The basis for every single paired comparison model is comparing two objects to see which is preferred, not measuring true “skill”

tEhbAtZ-1845 · July 14, 2020, 5:27am

Cheezecake:

Elo comparisons across different matchups are not comparable. Lets say that the average zerg player has a true skill of 1500, and lets say that the average terran player has a **true skill of 2500 and both t/z skill distributions have a sd of 500 points. now the way elo works is that it doesn’t know what your “True” skill rating is, the only way it can try to estimate your skill is be seeing how many times an individual wins relative to the other players, it creates a forced average rating (usually 1500) for the distribution of ratings . Now what does this mean? This means that if we have a terran player who’s true skill is 2 standard deviations above the average of terran players (3500) his elo rating will only be 2500 (in tvt). If we have a zerg player who’s true skill is 2 standard deviations above the average zerg, his elo rating will also be 2500. Since the zerg/terran players both have the same elo rating of 2500 does this mean they are both just as skilled? no, they both have the same rating but the terran player is more skilled

This is a circular argument.
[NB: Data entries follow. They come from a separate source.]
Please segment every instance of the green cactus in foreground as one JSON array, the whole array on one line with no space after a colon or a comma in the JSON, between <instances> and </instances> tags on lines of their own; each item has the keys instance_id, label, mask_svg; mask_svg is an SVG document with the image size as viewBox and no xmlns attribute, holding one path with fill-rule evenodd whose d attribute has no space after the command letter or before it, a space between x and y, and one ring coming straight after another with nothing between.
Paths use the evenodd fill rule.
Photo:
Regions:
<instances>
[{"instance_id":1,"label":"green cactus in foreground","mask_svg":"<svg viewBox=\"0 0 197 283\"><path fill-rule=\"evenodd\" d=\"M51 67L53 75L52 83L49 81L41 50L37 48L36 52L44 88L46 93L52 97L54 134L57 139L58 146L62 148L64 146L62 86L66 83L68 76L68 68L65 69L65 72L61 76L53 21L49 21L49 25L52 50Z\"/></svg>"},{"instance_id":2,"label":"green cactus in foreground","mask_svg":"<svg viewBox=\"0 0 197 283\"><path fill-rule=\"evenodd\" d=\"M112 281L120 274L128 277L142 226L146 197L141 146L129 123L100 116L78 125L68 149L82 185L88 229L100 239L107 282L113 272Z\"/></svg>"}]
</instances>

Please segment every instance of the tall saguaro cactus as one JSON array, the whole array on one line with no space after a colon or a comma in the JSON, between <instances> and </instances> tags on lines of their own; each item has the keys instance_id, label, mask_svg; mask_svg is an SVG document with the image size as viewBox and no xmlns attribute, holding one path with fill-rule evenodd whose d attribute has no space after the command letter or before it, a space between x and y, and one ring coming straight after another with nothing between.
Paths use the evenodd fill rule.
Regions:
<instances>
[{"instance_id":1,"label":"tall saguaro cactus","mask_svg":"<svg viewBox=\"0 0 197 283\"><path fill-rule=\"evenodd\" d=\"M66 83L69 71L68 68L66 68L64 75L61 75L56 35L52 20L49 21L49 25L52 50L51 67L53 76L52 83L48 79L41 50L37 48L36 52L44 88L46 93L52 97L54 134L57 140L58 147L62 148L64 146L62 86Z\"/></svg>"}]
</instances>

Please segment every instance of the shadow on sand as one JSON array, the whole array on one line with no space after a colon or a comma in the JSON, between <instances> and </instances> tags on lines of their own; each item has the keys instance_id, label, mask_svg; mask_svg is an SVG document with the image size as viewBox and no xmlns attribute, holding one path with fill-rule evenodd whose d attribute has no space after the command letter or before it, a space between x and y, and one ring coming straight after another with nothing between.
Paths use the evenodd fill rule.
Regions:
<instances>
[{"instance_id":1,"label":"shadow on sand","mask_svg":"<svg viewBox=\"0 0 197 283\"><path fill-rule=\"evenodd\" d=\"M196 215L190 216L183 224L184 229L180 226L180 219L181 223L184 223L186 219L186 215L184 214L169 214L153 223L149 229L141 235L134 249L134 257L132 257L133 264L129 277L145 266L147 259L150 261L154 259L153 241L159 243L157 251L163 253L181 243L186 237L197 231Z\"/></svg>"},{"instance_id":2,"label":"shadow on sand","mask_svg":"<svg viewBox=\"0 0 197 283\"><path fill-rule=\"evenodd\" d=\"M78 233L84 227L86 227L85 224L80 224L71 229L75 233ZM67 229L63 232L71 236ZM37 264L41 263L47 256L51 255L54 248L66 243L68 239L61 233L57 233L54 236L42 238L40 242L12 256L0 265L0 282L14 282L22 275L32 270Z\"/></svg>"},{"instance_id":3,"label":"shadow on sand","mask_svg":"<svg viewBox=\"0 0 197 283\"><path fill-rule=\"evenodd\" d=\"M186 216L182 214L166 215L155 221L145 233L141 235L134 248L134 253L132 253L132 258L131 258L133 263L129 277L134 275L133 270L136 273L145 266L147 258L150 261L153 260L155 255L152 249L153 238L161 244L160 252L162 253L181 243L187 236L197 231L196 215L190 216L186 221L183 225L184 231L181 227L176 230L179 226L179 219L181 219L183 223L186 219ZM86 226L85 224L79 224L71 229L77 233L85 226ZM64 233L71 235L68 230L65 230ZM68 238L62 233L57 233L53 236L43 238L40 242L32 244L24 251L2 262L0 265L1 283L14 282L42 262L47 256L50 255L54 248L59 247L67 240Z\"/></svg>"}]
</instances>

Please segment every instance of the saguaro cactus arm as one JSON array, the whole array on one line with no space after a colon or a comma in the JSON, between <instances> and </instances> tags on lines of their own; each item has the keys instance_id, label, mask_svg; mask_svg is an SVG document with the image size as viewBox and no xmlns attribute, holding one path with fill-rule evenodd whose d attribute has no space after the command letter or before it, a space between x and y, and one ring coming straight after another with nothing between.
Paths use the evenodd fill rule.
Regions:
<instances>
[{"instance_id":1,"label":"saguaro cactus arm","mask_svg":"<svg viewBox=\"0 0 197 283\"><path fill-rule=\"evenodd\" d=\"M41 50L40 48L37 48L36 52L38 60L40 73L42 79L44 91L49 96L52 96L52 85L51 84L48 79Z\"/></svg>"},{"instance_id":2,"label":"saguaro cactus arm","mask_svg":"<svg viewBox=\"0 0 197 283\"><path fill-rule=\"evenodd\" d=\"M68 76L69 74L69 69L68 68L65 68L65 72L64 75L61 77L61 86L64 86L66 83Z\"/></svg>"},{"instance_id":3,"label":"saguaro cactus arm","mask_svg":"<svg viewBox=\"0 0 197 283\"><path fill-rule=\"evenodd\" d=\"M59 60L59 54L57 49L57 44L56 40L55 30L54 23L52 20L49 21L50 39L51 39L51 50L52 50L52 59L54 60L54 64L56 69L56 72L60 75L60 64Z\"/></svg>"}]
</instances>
If they are comparable depends on if the population distributions are similar or not. You created a situation where they are dissimilar and said this is proof that they are dissimilar.

A T-test it what is used to compare the means of two samples to see if they came from the same parent distribution.

In probability and statistics, Student’s t-distribution (or simply the t-distribution) is any member of a family of continuous probability distributions that arises when estimating the mean of a normally distributed population in situations where the sample size is small and the population standard deviation is unknown. It was developed by William Sealy Gosset under the pseudonym Student.

The t-distribution plays a role in a number of widely used statistical analyses, including Student’s t-test for assessing the statistical significance of the difference between two sample means, the construction of confidence intervals for the difference between two population means

VichelChaos-2623 · July 14, 2020, 5:31am

This is where I am going to start inserting some very strong assumptions for the sake of actually being able to work with the data in such a way. My first assumption is that players from the three races have the exact same average true skill and standard distribution because they are subsets that come from the same set (human population and sorry if I’m using the wrong vocabulary, bealieve me this is harder than it seems…) and that there is no factor that makes people from different “skill potential” (lets say reflexes, multitasking, hand to eye coordination, situation analysis, etc) pick different races. I’m making this strong assumption because, well, I want to test if it actually can give me results that, even if not accurate, at least can give me some conclusions to draw.

Then, I’m taking mirror matchups as the way to put each player into this “greater skill line” per se. Like, using mirror matchups where balance and matchup difference meta is not an issue to remove those factors, and then assuming that the standard deviation will take care of the randomness of the matchup.